Louis Vuitton S/S 25 Is Rethinking What It Means to Be "Soft" in Fashion

Louis Vuitton S/S 25 Is Rethinking What It Means to Be "Soft" in Fashion


For Nicolas Ghesquière’s 10th anniversary at Louis Vuitton, the designer presented a story that wove past and present. By placing a large reflective tent in the Cour Carrée, one of the main courtyards of the Louvre, he highlighted the surrounding French Renaissance columns and sculptures. The runway itself, which was a mosaic of vibrant monogrammed trunks, highlighted his constant dedication to blending the brand’s traditional craftsmanship with contemporary aesthetics.
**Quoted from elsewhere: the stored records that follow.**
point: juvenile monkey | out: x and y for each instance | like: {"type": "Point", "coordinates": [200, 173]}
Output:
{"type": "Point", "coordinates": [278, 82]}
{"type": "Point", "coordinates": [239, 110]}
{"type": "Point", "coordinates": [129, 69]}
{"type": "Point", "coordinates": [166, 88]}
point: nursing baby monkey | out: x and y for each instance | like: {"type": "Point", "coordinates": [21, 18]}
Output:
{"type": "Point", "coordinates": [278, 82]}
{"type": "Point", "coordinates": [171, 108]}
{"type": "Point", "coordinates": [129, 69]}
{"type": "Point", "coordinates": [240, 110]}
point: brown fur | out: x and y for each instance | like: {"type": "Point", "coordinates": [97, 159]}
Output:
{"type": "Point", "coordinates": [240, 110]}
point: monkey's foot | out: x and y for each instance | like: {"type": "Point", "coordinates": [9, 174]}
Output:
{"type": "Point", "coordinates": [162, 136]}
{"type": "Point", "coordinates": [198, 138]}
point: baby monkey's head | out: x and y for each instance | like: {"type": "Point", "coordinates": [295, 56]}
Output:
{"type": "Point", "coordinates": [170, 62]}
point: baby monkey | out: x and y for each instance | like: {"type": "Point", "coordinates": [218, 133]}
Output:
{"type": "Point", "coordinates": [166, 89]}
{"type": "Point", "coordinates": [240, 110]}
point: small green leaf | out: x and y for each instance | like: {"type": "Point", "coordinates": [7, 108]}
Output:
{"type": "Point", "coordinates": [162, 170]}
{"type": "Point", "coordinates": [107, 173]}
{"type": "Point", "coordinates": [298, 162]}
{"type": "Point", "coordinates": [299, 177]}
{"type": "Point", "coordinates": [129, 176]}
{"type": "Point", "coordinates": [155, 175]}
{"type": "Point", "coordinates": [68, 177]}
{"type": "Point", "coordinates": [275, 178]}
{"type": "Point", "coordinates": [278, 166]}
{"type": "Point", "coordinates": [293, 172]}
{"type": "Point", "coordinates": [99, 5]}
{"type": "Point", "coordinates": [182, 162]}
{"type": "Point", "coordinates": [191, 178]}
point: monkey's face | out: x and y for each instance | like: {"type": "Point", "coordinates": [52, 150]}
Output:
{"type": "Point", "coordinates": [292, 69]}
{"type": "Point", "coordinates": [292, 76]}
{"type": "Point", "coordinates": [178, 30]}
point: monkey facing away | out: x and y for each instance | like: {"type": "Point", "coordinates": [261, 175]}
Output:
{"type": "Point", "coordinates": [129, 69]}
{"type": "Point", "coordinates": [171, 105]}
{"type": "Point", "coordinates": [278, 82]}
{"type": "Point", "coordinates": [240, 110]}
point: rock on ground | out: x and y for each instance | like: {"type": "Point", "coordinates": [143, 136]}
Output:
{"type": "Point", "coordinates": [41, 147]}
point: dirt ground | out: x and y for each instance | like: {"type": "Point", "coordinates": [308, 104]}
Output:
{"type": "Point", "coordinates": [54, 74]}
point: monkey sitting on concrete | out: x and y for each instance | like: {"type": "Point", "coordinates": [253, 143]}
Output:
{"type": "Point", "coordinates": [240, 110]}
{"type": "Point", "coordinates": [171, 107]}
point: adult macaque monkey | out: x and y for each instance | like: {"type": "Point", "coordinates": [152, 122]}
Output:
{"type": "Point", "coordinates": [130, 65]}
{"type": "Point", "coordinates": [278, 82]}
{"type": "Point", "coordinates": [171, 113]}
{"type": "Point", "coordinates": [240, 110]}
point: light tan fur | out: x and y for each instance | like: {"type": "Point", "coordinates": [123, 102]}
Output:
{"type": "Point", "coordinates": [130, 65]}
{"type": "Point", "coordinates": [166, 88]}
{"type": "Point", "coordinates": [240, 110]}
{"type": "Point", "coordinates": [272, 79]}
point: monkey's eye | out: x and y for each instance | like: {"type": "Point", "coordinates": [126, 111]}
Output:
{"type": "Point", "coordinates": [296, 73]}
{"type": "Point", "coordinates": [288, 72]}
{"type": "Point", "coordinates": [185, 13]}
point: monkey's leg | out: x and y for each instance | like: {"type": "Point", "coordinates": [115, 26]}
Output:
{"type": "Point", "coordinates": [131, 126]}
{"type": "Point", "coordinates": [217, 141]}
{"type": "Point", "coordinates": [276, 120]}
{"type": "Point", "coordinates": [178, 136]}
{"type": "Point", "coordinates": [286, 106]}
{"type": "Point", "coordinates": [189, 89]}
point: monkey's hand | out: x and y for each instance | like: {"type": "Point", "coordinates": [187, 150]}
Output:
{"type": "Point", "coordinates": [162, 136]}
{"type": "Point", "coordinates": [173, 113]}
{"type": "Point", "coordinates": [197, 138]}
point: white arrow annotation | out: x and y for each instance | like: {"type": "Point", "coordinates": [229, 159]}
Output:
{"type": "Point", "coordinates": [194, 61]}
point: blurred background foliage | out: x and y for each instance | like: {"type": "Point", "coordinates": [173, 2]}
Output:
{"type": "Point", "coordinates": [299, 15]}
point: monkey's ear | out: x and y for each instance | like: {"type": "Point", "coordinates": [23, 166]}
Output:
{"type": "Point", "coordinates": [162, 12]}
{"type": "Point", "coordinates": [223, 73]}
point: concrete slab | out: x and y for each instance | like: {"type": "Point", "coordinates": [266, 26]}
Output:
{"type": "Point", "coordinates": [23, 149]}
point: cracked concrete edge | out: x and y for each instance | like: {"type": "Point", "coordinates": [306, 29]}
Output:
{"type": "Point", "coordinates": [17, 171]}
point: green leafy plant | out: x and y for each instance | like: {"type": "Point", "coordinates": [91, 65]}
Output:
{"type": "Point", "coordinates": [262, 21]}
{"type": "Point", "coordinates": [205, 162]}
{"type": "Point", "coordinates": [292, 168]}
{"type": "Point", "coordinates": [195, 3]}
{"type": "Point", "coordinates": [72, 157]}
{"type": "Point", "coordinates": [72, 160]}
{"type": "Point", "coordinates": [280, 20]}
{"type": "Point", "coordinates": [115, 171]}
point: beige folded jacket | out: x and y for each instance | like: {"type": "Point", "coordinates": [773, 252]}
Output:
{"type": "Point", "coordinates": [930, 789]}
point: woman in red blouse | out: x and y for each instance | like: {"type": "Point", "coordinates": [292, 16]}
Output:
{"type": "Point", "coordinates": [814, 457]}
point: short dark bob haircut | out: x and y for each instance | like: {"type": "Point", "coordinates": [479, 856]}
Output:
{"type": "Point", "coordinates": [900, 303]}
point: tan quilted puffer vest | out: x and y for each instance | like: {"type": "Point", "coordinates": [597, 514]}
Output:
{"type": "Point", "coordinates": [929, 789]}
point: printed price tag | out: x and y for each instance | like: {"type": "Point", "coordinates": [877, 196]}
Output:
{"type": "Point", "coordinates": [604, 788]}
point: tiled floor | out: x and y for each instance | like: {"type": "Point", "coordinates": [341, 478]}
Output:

It wouldn’t be a Ghesquière design without taking risks, which was evident in the looks that opened the collection—18th-century silhouettes like strong shoulders, pulled-in waists, and peplum hems were styled with biker shorts and chunky sandals that brought them back to the present. Despite pulling inspiration from the Renaissance, he didn’t let that box him in, also adding ’80s-inspired skater skirts and ruffled dresses to the offering. The five final looks featured a collaboration with French artist Laurent Grasso from his series Studies Into the Past, in which modern and celestial phenomena are inserted into Renaissance paintings, proving there was no shortage of historical and futuristic references at Louis Vuitton S/S 25.